An especially strong priority for the AI safety research community is to attract talented AI researchers from all over the world. What really matters is that AI safety research has a monopoly on the relevant talent globally, not just in the San Francisco Bay Area. Ideally, this means continually communicating with AI research communities in other countries, facilitating the immigration of AI researchers, persuading them to pursue AI safety research rather than capabilities research, and creating an environment conducive for immigrant AI researchers to stay (in, for example, the San Francisco Bay Area’s thriving AI safety community).

We should also seek to maximize the long-term prestige differential between AI safety research and AI capabilities research, especially in Silicon Valley (but also among the general public). Building this prestige differential would be difficult but potentially very impactful, given that the strategy of offering financial incentives to poach AI researchers may hit a wall at some point. This is because many of the industry-leading research teams are employed by deep-pocketed companies who are enthusiastic about AI capabilities research. But given that working at a fossil fuel company is not prestigious despite its high pay, a long-term prestige differential between AI safety research and AI capabilities research might be feasible even without a large pay increase in the favor of the former.

Finally, we really need to scale up the AI safety mentoring pipeline.

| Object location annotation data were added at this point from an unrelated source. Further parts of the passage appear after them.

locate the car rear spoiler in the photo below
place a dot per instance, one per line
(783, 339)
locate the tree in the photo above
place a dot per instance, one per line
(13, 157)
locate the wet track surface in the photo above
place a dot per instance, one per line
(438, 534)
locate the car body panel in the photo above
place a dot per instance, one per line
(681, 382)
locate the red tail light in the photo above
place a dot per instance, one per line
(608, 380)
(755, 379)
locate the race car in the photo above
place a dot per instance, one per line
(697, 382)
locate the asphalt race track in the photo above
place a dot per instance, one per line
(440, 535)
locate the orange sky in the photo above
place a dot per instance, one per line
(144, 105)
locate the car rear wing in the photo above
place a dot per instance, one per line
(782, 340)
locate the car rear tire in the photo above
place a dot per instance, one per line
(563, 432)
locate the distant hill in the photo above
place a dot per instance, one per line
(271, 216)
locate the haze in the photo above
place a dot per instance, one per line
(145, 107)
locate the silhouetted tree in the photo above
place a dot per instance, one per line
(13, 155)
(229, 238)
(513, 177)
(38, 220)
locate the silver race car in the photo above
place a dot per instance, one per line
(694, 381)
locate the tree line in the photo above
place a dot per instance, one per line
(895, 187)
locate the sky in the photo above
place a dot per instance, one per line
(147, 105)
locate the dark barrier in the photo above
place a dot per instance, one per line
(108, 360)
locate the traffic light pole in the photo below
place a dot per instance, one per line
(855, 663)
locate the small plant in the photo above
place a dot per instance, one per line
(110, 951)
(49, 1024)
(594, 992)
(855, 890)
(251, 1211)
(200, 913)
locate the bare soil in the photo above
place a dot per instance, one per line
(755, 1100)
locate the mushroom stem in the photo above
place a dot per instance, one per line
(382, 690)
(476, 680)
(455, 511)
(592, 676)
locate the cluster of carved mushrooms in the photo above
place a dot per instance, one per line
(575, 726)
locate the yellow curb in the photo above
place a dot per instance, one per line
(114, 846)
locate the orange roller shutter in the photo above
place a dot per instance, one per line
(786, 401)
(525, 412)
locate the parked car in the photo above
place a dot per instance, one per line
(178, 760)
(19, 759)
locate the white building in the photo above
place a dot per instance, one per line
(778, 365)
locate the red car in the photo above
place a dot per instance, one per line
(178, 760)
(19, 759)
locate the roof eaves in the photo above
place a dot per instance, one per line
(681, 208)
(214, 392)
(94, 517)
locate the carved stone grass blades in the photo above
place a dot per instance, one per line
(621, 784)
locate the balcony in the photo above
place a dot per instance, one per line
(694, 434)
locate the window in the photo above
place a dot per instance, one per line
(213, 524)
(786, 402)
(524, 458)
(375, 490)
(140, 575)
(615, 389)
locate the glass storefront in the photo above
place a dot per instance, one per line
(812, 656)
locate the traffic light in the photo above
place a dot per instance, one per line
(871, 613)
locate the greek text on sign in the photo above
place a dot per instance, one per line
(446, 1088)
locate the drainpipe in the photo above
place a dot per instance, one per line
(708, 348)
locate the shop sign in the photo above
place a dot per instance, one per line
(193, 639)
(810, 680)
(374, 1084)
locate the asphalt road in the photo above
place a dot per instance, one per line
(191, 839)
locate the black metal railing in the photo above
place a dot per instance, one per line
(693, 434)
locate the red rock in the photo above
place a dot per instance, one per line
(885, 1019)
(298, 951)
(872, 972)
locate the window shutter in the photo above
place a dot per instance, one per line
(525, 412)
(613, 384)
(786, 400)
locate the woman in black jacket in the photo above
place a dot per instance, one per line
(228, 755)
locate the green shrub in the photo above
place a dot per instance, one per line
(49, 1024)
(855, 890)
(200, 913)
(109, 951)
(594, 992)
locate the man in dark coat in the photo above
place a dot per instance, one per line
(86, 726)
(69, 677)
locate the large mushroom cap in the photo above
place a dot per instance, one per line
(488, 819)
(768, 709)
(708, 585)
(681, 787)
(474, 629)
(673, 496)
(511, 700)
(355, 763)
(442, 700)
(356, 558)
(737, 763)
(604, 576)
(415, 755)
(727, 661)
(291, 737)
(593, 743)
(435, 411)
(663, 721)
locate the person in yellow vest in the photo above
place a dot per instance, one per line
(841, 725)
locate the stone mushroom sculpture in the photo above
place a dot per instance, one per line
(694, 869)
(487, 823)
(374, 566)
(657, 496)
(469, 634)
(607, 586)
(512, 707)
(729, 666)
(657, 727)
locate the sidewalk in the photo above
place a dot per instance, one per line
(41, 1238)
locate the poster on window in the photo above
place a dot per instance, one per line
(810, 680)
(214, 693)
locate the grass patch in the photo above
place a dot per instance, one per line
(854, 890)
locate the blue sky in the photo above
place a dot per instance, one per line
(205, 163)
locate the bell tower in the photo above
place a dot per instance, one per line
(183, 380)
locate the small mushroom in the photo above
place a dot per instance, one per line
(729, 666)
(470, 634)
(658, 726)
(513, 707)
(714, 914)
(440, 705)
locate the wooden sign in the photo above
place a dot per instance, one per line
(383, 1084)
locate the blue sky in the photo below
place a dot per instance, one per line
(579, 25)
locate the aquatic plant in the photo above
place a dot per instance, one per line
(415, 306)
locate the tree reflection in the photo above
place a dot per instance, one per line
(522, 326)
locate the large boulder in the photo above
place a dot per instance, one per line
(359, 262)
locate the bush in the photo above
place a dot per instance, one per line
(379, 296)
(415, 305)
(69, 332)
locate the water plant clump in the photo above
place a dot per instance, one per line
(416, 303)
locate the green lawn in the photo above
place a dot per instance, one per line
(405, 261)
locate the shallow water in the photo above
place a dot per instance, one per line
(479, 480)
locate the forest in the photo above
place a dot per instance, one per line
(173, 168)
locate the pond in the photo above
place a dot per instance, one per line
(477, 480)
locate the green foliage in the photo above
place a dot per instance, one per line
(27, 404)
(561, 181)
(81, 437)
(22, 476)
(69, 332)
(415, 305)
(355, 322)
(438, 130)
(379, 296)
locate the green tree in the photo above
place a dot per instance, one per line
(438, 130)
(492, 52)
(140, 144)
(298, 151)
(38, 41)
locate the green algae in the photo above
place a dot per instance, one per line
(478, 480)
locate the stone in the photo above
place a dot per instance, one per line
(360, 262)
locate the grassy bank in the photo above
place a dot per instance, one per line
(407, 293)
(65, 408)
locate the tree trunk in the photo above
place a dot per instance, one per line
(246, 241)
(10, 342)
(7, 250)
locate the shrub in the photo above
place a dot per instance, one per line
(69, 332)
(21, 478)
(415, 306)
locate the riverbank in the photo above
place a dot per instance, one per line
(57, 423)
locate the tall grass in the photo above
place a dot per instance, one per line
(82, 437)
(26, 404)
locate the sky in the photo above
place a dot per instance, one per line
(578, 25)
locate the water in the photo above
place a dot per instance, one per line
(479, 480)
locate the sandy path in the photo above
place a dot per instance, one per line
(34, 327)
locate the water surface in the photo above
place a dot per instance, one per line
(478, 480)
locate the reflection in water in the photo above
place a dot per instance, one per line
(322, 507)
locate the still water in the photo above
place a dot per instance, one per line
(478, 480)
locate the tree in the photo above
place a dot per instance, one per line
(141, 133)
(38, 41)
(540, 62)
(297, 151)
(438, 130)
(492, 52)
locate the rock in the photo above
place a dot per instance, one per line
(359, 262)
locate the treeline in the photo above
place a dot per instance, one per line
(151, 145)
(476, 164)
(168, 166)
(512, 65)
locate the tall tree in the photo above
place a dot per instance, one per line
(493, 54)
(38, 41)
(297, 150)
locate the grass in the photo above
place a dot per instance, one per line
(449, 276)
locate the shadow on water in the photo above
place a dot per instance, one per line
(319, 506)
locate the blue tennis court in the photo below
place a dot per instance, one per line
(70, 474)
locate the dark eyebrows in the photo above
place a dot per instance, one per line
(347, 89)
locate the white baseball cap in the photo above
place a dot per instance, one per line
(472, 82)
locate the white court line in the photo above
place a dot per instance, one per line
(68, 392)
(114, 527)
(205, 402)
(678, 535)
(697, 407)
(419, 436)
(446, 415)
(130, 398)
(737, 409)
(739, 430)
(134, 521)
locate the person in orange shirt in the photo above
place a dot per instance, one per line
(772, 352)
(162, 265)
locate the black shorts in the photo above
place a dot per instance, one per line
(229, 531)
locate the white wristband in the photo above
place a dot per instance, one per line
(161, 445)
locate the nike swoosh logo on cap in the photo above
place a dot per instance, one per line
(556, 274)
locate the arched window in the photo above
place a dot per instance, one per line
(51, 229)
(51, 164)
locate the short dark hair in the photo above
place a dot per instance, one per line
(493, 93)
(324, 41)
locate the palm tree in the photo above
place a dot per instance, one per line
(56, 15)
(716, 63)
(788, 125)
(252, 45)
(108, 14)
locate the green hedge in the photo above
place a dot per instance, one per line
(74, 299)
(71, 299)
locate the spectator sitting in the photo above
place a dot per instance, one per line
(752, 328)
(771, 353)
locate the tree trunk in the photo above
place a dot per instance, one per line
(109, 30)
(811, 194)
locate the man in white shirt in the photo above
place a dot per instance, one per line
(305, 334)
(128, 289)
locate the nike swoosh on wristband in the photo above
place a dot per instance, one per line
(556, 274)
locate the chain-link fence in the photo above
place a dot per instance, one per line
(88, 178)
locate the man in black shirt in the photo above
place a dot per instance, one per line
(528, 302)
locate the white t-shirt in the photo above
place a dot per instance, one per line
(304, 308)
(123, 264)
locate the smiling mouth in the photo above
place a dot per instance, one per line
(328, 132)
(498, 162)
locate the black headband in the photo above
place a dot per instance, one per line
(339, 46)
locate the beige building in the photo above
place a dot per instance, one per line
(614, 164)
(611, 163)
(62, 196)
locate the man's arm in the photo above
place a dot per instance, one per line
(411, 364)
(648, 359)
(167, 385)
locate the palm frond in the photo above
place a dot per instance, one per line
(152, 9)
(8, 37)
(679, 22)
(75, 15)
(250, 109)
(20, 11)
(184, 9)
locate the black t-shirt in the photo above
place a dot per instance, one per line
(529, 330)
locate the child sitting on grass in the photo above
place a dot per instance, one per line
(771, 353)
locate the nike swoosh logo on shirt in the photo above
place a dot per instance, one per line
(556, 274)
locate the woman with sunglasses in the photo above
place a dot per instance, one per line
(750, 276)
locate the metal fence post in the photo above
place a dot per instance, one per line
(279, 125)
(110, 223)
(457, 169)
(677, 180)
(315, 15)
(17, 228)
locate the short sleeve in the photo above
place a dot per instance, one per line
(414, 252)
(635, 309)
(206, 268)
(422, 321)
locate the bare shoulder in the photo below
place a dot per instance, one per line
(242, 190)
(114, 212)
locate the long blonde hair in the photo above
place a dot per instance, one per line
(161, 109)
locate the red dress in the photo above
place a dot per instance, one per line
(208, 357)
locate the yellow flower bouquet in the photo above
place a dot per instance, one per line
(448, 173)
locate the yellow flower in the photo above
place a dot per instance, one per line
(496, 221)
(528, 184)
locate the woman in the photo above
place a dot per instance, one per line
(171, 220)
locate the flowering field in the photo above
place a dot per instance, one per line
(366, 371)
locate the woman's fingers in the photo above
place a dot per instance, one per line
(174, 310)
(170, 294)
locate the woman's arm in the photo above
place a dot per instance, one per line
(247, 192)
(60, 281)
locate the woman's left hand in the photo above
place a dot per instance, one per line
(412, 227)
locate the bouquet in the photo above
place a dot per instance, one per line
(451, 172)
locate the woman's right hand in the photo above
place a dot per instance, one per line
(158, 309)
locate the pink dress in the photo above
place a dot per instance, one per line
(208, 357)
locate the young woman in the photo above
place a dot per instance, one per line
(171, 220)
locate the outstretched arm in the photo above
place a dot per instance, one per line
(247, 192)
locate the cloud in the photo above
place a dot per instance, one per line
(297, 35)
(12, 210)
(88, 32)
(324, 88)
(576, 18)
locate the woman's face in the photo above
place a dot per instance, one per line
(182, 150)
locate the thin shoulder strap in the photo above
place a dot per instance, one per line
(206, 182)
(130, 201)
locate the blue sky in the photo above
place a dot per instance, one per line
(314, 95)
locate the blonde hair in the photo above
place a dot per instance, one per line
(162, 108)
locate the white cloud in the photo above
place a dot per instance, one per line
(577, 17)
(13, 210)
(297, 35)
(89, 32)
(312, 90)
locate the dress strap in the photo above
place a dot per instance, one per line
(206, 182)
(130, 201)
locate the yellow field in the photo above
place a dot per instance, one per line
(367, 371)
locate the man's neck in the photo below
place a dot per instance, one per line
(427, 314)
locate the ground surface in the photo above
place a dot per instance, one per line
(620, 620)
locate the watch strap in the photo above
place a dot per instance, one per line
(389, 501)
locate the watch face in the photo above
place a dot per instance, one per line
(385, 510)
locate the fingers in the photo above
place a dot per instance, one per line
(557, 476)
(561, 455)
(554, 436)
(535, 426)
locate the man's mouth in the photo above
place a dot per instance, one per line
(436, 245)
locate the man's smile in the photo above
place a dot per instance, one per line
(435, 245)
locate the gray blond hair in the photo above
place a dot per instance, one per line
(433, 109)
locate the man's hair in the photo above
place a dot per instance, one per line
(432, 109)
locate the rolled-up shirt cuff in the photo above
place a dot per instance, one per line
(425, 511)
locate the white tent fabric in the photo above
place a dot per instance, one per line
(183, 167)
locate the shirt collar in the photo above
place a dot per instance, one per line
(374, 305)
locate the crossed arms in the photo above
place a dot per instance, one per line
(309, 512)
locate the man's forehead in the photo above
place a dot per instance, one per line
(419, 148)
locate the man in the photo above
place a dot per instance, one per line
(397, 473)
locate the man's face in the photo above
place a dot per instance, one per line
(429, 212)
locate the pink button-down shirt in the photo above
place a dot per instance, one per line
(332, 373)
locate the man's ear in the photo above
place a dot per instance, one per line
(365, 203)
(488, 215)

I’ve heard anecdotally that many enthusiastic and talented people interested in transitioning into AI safety are “put on hold” due to a lack of mentors. They have to wait for a long time to be trained, and an even longer time to make any contributions that they are proud of. Sooner or later, they are probably going to lose their enthusiasm. This seems like a substantial loss of value. We should instead aim to be supercharging the growth of the AI safety community. This means the streamlining and widening the availability of AI safety training opportunities, especially to potential and current AI capabilities researchers, should be an absolutely top priority. Please feel free to email me at pspark@math.harvard.edu if you have any ideas on how to do this!

tl;dr. It is extremely important on expectation that AI safety research outpace AI capabilities research. Practically speaking, this means that AI safety research needs to scale up to the point of having a monopoly on talented AI researchers, and this must be true globally rather than just in the San Francisco Bay Area. We should laser-focus our efforts of persuasion, movement-building, and mentoring on this goal. Our grand strategy should be to continue doing so until the bulk of global AI research is on AI safety rather than AI capabilities, or until the AI alignment problem is solved. To put it bluntly, we shouldon all frontsscale up efforts to recruit talented AI capabilities researchers into AI safety research, in order to slow down the former in comparison to the latter.